Все, кто мог смеяться, - все рассмеялись: "Да оставь ты его в покое,
черт, декабрист фуев!" "Уши ему потри, уши!" "Какая
разница - в Храпуново ехать или в Петушки! Может, человек захотелось в
Петушки, а ты его гонишь в Храпуново!" Все вокруг незаметно косели,
незаметно и радостно косели, незаметно и безобразно... И я - вместе с
ними...
Я повернулся к жакетке и черным усам:
- Ну допустим, ну разбудили они Александра Герцена, причем же тут демократы
и "Хованщина", и...
- А вот и притом! С этого и началось все главное - сивуха началась вместо
клико! разночинство началось, дебош и хованщина!.. Все эти Успенские,
все эти Помяловские - они без стакана не могли написать ни строки! Я читал,
я знаю! Отчаянно пили! Все честные люди России! И отчего они пили? - с
отчаянием пили! пили оттого, что честны! оттого, что не в силах были облегчить
участь народа! Народ задыхался в нищете и невежестве, почитайте-ка Дмитрия
Писарева! Он так и пишет: "Народ не может позволить себе говядину,
а водка дешевле говядины, оттого и пьет русский мужик, от нищеты своей
пьет! Книжку он себе позволить не может, потому что на базаре ни Гоголя,
ни Белинского, а одна только водка, и монопольная, и всякая, и в разлив,
и на вынос! Оттого он и пьет, от невежества своего пьет!"

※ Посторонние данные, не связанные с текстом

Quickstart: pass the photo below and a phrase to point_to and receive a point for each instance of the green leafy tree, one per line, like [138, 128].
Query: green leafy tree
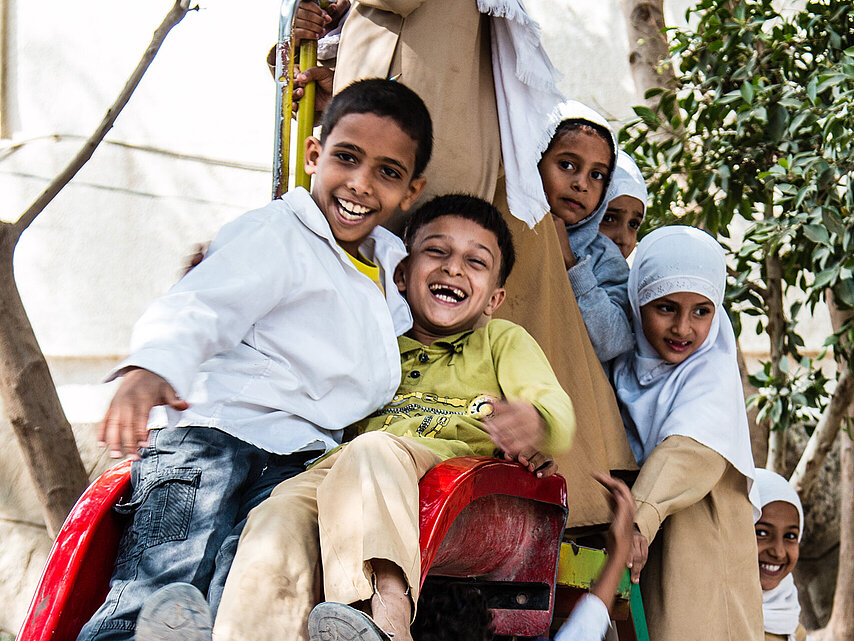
[753, 142]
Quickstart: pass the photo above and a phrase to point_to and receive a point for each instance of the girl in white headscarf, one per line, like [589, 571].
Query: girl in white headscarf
[778, 534]
[625, 206]
[682, 403]
[576, 169]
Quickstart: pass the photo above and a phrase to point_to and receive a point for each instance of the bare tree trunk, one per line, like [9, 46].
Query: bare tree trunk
[27, 389]
[776, 335]
[841, 624]
[758, 430]
[649, 50]
[835, 413]
[31, 402]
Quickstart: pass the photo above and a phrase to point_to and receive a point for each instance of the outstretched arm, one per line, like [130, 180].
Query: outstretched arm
[590, 618]
[125, 425]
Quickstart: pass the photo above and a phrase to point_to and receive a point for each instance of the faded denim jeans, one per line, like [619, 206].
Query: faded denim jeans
[192, 491]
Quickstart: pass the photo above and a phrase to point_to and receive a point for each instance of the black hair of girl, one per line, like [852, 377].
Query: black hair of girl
[593, 128]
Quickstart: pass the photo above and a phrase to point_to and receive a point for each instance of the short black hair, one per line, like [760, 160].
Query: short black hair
[471, 208]
[595, 129]
[390, 99]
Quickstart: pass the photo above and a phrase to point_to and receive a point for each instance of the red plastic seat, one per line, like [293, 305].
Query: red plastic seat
[480, 517]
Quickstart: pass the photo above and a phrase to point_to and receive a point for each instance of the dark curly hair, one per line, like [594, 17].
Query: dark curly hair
[389, 99]
[471, 208]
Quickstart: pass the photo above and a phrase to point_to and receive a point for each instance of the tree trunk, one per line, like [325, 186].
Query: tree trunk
[31, 403]
[28, 391]
[649, 51]
[841, 624]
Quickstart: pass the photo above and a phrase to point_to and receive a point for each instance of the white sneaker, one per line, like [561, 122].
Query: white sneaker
[330, 621]
[176, 612]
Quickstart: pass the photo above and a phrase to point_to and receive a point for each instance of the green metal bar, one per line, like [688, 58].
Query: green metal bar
[305, 115]
[638, 614]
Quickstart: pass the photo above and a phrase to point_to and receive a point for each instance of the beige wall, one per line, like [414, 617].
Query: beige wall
[116, 237]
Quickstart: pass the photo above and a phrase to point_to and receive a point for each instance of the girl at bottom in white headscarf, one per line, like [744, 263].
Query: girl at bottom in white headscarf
[681, 398]
[778, 536]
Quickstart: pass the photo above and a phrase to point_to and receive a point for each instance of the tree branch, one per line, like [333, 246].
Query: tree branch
[757, 289]
[823, 437]
[175, 15]
[776, 335]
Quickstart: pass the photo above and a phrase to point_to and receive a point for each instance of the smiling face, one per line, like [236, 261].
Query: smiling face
[574, 173]
[622, 221]
[362, 175]
[777, 539]
[450, 277]
[677, 324]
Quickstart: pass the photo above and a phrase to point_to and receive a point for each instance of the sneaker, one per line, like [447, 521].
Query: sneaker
[176, 612]
[338, 622]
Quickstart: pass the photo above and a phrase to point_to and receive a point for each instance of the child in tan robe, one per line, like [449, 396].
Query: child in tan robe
[443, 51]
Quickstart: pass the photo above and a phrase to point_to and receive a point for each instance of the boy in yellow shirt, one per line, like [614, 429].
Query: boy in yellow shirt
[348, 527]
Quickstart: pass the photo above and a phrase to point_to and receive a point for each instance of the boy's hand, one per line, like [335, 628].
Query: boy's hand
[639, 554]
[193, 260]
[124, 428]
[621, 533]
[322, 77]
[538, 463]
[569, 259]
[516, 428]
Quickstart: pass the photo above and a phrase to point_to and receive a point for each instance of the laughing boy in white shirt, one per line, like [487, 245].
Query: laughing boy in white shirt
[263, 353]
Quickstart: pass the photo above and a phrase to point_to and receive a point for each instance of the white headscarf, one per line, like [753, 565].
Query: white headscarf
[780, 607]
[526, 92]
[582, 233]
[627, 181]
[700, 397]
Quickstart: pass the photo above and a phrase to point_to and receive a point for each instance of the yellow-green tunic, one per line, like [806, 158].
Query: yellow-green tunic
[447, 388]
[441, 50]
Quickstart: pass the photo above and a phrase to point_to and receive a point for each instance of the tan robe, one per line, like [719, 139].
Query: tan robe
[441, 51]
[701, 580]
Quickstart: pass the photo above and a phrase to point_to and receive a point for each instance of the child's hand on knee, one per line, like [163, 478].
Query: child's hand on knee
[124, 428]
[640, 552]
[516, 428]
[309, 21]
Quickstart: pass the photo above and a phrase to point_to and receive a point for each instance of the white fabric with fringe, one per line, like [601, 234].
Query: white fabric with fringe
[526, 93]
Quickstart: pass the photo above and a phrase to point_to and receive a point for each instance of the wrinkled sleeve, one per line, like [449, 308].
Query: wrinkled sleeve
[212, 308]
[679, 473]
[602, 297]
[400, 7]
[588, 622]
[524, 374]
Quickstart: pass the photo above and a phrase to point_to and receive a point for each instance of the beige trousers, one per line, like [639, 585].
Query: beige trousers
[313, 539]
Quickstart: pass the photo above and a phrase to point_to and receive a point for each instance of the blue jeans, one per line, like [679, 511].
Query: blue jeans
[192, 491]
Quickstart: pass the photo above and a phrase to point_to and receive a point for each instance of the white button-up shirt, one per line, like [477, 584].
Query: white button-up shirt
[276, 338]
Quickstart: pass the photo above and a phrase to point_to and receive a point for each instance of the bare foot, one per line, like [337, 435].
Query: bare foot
[391, 605]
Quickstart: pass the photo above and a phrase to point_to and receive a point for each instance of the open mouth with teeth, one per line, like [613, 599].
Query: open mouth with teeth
[447, 293]
[352, 211]
[770, 568]
[677, 345]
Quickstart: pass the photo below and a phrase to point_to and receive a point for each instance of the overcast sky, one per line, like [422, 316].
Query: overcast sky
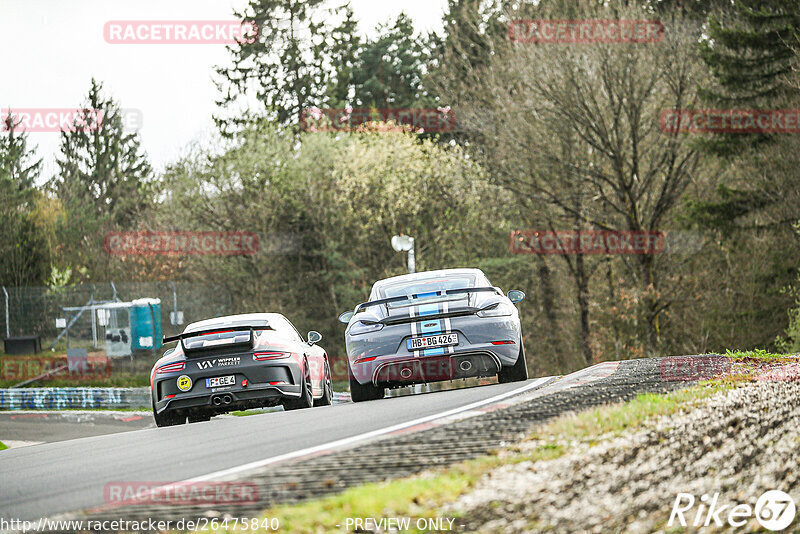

Ну как тут не придти в отчаяние, как не писать о мужике, как не спасать
его, как от отчаяния не запить! Социал-демократ - пишет и пьет, и пьет,
как пишет. А мужик - не читает и пьет, пьет, не читая. Тогда Успенский
встает - и вешается, а Помяловский ложится под лавку в трактире - подыхает,
а Гаршин - встает - и с перепою бросается через перила...
Черноусый уже вскочил, и снял берет, и жестикулировал, как бешенный, -
все выпитое подстегивало его и ударяло в голову, все ударяло и ударяло...
Декабрист в коверкотовом пальто - и тот бросил своего Герцена, подсел
к нам ближе и воздел к оратору мутные сырые глаза...
- А вы смотрите, что получается! Мрак невежества все сгущается, и обнищание
растет абсолютно! Вы Маркса читали? Абсолютно! Другими словам, пьют все
больше и больше! Пропорционально возрастает отчаяние социал-демократа,
тут уже не лафит, не клико, те еще как-то добудились Герцена! А теперь
- вся мыслящая Россия, тоскуя о мужике, пьет не просыпаясь! Бей во все
колокола, по всему Лондону - никто в России головы не поднимет: все в
блевотине и всем тяжело!..
И так - до наших времен! вплоть до наших времен! Этот круг, порочный круг
бытия - он душит меня за горло! И стоит мне прочесть хорошую книжку -
я никак не могу разобраться, кто отчего пьет: низы, глядя вверх, или верхи,
глядя вниз. И я уже не могу, я бросаю книжку. Пью месяц, пью другой, а
потом...
- Стоп! - прервал его декабрист. - А разве нельзя не пить! Взять себя
в руки - и не пить? Вот тайный советник Гете, например, совсем не пил.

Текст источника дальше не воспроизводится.